The FSA has reinforced its warning that some firm’s staff incentive schemes result in their customers being treated unfairly.
Speaking at the Apcims annual conference this week, chief executive Hector Sants said the FSA has identified a number of firms who have failed to recognise the influence of incentive schemes on delivering unfair consumer outcomes.
In its July paper on treating customers fairly, the FSA said senior management of firms should consider how their reward culture plays its part in delivering fair consumer outcomes and has highlighted the issue in a number of speeches.

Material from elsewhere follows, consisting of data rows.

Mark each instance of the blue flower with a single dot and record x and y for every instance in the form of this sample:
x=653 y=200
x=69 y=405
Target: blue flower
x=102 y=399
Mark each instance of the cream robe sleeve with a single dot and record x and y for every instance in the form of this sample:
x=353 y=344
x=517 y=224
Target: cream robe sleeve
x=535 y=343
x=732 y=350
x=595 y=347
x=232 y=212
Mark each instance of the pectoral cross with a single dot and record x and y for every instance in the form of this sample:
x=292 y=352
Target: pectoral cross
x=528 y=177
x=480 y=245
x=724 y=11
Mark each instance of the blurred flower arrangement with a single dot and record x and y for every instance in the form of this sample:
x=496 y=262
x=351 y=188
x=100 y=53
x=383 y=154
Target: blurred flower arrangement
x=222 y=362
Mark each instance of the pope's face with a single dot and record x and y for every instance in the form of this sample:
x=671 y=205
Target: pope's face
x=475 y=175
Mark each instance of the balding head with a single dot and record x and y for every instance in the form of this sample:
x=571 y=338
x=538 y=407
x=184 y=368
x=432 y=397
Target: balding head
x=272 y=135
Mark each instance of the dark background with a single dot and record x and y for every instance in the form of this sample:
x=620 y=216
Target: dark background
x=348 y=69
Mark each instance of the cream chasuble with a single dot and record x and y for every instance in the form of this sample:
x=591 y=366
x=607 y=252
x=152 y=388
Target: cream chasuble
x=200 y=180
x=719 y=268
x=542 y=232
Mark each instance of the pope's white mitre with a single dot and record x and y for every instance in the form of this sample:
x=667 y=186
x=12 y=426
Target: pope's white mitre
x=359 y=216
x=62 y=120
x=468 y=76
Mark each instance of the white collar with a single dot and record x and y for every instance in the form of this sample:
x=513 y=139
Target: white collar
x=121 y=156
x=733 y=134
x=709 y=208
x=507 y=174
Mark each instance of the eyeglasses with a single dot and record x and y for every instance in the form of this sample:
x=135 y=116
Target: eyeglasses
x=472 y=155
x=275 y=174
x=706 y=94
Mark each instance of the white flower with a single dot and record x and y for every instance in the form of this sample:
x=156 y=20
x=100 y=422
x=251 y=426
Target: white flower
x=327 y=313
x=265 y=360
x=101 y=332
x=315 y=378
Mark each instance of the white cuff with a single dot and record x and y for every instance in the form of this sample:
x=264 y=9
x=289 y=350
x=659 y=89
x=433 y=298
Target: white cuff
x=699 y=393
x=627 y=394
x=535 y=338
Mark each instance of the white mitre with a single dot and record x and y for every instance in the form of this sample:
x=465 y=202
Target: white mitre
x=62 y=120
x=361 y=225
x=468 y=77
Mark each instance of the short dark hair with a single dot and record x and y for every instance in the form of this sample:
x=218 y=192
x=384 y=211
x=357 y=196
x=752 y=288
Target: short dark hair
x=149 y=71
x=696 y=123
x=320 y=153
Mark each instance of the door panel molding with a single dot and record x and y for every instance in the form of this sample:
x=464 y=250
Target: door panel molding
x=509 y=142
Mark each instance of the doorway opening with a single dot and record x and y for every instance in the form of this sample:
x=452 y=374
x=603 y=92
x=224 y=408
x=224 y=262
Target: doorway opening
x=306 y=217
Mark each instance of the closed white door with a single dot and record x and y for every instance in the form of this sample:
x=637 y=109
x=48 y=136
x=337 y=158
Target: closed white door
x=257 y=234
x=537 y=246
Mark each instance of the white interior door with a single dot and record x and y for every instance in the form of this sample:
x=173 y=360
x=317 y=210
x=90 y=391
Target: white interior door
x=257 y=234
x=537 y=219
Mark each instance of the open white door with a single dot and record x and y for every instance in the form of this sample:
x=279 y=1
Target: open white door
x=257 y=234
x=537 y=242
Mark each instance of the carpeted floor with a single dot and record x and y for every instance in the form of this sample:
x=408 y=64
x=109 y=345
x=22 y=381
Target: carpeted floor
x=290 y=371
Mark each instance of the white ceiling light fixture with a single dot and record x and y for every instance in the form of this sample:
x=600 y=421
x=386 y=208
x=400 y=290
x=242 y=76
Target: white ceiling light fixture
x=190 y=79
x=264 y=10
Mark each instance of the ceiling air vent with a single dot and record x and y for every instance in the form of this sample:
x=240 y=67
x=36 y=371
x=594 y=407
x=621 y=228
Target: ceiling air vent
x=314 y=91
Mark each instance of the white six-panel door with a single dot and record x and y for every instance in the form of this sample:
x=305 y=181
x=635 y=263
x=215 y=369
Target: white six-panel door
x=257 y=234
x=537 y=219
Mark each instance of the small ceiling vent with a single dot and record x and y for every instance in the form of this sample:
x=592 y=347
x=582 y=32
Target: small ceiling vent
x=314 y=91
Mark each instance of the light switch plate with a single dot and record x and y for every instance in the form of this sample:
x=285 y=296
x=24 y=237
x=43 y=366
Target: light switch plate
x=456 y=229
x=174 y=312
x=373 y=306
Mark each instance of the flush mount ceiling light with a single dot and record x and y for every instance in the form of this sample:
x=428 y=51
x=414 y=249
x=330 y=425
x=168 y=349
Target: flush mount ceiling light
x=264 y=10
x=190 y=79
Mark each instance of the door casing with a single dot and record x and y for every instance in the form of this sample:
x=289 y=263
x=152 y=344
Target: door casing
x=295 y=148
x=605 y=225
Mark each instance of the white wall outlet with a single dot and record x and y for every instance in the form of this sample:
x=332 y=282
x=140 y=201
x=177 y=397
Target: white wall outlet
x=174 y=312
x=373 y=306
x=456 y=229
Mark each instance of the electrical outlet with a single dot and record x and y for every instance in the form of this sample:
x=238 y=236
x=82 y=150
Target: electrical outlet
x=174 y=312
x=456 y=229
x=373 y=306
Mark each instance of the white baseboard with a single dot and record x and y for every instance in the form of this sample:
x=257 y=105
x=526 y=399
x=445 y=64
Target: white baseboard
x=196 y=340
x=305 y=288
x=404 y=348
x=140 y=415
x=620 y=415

Sants said: “Where firms have reviewed their reward structures, they have often not put sufficient weight on quality issues and do not go far enough in rewarding good behaviour or fair consumer outcomes.”
He said this observation was a reflection of a broader shortcoming around senior management’s TCF planning in many firms.
The FSA has already set down two well publicised TCF deadlines- March 2008 for firms to show they have appropriate management information or measures in place to test TCF and December 2008 to demonstrate they are consistently treating their customers fairly.
Sants also told delegates he was confident that European directives will not compromise the FSA’s move to more principle based regulation.
He said: “As we have stated on previous occasions, Community Law is not in itself incompatible with our more principles-based approach. Indeed Directives are quite often intentionally high-level and outcome-focused to allow transposition by the national authority.”